Pemuda itu sangat tampan, tapi pakaiannya aneh betul. Dengan jubah lusuh dan dekil, lalu rambut dikuncir dan periuk besar di punggungnya, dia betul-betul
persis gembel. Tapi acuhnya itu yang membuatnya
gregetan. Seolah dia tak perduli dengan kehadirannya
di sini. Padahal gadis itu tak terlalu jelek. Cantik malah iya. Barangkali juga
dia seorang pemalu, pikirnya.
Teringat ke situ dia mencari-cari bahan omongan.
"Namamu aneh...?"
Pemuda itu hanya nyengir sebelum men-jawab.

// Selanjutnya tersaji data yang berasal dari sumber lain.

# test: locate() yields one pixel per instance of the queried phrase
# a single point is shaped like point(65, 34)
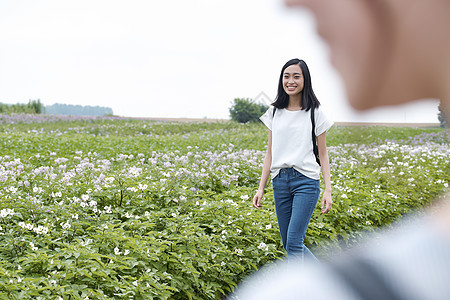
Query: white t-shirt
point(292, 141)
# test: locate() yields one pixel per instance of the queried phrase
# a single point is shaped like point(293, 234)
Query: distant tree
point(32, 107)
point(246, 110)
point(77, 110)
point(443, 118)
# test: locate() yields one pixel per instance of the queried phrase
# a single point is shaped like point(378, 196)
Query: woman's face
point(293, 80)
point(368, 47)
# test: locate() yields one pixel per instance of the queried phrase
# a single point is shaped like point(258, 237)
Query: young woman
point(388, 52)
point(290, 158)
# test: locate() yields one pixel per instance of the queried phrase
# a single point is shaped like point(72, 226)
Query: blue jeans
point(296, 197)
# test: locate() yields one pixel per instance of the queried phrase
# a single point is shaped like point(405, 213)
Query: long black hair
point(309, 99)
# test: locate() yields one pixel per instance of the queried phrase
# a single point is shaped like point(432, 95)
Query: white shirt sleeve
point(323, 122)
point(267, 117)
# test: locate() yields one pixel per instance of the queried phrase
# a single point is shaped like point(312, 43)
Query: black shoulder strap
point(314, 139)
point(364, 279)
point(313, 133)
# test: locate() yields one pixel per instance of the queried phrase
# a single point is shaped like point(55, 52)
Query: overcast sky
point(180, 58)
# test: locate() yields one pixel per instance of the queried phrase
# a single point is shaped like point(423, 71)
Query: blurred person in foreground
point(388, 52)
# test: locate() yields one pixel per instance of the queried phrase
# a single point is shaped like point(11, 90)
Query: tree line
point(36, 107)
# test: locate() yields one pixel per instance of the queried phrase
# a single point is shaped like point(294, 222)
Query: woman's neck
point(295, 102)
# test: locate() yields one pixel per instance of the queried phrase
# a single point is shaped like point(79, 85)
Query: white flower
point(263, 246)
point(40, 229)
point(142, 186)
point(65, 225)
point(33, 247)
point(87, 242)
point(6, 212)
point(109, 180)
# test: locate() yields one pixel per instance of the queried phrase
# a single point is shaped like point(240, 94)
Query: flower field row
point(126, 209)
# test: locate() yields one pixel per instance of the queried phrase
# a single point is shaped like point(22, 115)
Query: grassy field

"Nama itu penuh dengan riwayat yang berkepanjangan. Aku bagai orang terbuang yang lahir seperti tak
diharapkan, tapi justru kelahiranku membuat banyak
persengketaan. Itulah sebab aku dinamakan Buang
Sengketa."
"Barangkali kita tak jauh beda. Kedua orangtua
ku pun telah tiada. Ki Pandaran memungut ku sejak
kecil. Tapi orangtua itu telah tewas pada saat aku tak berada di tempat. Aku tak
sempat membalas budinya.
Barangkali hanya dengan jalan menumpas orangorang Persekutuan Iblis keparat itulah bisa membuat
batin ku sedikit tenang..."
"Jadi kenapa kita musti menuju ke Perguruan Kilat Buana dahulu" Bukankah lebih baik langsung menuju ke Bukit Seribu menumpas manusia-manusia
laknat itu?" tanya si pemuda yang tak lain Buang
Sengketa adanya, dengan wajah bingung.
"Beliau meninggalkan pesan agar aku bergabung
dengan perguruan itu, dan bersama-sama menumpas
gerombolan iblis itu."
"Jauh lagi perjalanan ke sana?"
Gadis itu tertawa renyah. "Kalau kita terus bersantai begini, mungkin tiga hari lagi baru tiba di sana."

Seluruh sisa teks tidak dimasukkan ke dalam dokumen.